Social Representations of Urinary Incontinence in Caregivers and General Population: A Focus Group Study

Abstract

Urinary incontinence (UI) is a major public health problem. Although trivialized, it affects nearly 9% of the world’s population and its prevalence increases with age. It affects many people living in nursing homes. In the literature, there is a lot of information on its symptoms, risk factors and therapeutic approaches, but its social representations are rarely studied. The objective of this qualitative focus-group study is to understand the social representations of urinary incontinence of caregivers of institutionalized elderly people, but also of the general population. Seven focus groups were organized with 41 participants. The data collected were analyzed both manually and using Atlas.Ti software.
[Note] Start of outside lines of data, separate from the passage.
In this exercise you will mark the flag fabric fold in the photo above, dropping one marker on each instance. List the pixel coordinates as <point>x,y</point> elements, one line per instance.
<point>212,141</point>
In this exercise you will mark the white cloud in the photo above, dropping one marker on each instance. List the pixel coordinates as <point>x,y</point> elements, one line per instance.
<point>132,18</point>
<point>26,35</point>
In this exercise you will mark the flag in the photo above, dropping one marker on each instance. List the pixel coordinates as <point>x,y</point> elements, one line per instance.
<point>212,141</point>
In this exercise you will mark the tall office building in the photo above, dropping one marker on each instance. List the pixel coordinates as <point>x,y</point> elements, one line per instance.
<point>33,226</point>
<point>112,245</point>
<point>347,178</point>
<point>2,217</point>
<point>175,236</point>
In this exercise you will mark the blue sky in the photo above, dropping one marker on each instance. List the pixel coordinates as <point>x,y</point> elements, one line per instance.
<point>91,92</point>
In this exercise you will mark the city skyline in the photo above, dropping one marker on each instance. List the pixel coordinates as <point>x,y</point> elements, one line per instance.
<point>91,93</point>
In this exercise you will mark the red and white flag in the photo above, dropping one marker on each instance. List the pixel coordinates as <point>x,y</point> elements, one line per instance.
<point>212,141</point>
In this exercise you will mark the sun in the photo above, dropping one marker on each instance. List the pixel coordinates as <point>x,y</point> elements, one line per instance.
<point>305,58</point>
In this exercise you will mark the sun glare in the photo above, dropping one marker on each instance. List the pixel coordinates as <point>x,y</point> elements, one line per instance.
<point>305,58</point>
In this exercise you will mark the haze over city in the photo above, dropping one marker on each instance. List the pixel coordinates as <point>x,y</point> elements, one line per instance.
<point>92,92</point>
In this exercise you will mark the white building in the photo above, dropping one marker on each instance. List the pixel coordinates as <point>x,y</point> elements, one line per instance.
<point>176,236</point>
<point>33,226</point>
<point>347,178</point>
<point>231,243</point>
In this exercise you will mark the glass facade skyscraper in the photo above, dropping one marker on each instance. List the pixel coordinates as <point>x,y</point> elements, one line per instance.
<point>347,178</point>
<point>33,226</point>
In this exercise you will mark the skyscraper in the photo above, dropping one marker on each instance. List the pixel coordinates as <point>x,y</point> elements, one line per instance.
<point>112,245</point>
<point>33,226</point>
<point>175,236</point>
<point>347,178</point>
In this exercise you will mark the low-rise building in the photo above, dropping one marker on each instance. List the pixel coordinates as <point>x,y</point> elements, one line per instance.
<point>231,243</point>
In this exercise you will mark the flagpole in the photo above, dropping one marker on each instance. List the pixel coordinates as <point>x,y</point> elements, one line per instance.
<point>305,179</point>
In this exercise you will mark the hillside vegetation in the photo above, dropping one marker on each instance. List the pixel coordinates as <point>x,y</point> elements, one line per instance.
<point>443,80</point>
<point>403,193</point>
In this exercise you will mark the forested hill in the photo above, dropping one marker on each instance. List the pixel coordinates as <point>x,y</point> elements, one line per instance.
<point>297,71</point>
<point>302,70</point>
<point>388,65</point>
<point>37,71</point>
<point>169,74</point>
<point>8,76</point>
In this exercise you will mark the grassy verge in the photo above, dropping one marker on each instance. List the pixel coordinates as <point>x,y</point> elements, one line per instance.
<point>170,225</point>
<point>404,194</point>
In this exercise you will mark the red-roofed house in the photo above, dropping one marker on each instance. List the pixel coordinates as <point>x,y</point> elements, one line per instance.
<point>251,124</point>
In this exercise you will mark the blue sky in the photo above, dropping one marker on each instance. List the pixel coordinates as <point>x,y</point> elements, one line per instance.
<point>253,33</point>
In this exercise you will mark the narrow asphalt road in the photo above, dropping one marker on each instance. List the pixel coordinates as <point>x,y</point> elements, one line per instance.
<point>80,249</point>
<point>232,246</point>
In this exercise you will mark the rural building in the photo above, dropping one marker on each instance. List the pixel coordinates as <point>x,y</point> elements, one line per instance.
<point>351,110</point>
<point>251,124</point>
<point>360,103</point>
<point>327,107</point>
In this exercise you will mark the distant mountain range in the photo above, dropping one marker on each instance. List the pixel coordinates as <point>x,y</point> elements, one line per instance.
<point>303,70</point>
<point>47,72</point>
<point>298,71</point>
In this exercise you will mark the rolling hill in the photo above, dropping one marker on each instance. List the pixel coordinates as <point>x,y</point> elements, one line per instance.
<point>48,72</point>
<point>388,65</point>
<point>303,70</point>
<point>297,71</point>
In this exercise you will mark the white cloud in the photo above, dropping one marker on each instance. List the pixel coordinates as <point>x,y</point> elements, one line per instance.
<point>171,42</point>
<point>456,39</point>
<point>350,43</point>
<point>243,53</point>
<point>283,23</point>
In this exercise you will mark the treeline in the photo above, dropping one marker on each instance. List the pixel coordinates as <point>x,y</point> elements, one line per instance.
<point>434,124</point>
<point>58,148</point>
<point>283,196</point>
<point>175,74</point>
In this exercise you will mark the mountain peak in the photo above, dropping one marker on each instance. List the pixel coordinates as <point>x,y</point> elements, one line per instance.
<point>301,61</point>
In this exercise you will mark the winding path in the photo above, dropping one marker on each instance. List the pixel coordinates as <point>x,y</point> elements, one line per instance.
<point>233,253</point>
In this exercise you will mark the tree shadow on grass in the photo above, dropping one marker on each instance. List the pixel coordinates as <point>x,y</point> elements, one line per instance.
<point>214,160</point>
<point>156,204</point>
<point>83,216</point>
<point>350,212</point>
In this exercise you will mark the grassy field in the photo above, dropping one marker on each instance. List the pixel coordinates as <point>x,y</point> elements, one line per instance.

For caregivers and the general population, urinary incontinence remains a misunderstood and disturbing subject: judged as too intimate, embarrassing, and shameful, it is even considered uninteresting by those who are not affected, with some going so far as to make fun of those affected. It is also represented as a real difficulty for relationships: it can be a source of conflict, but also of questioning by the role of caregiver. However, it is also represented as a means of increasing the empowerment of the residents concerned, thanks to the choice of their means of protection. This study has enabled us to gain a deeper understanding of the social representations of caregivers and the general population on urinary incontinence in the elderly, but also to highlight the various preventive and educational actions that could be taken to improve the management of this health problem. It is part of a larger research program that aims at understanding the representations of urinary incontinence of caregivers, the general population, but also of course, of residents in nursing homes and their carers.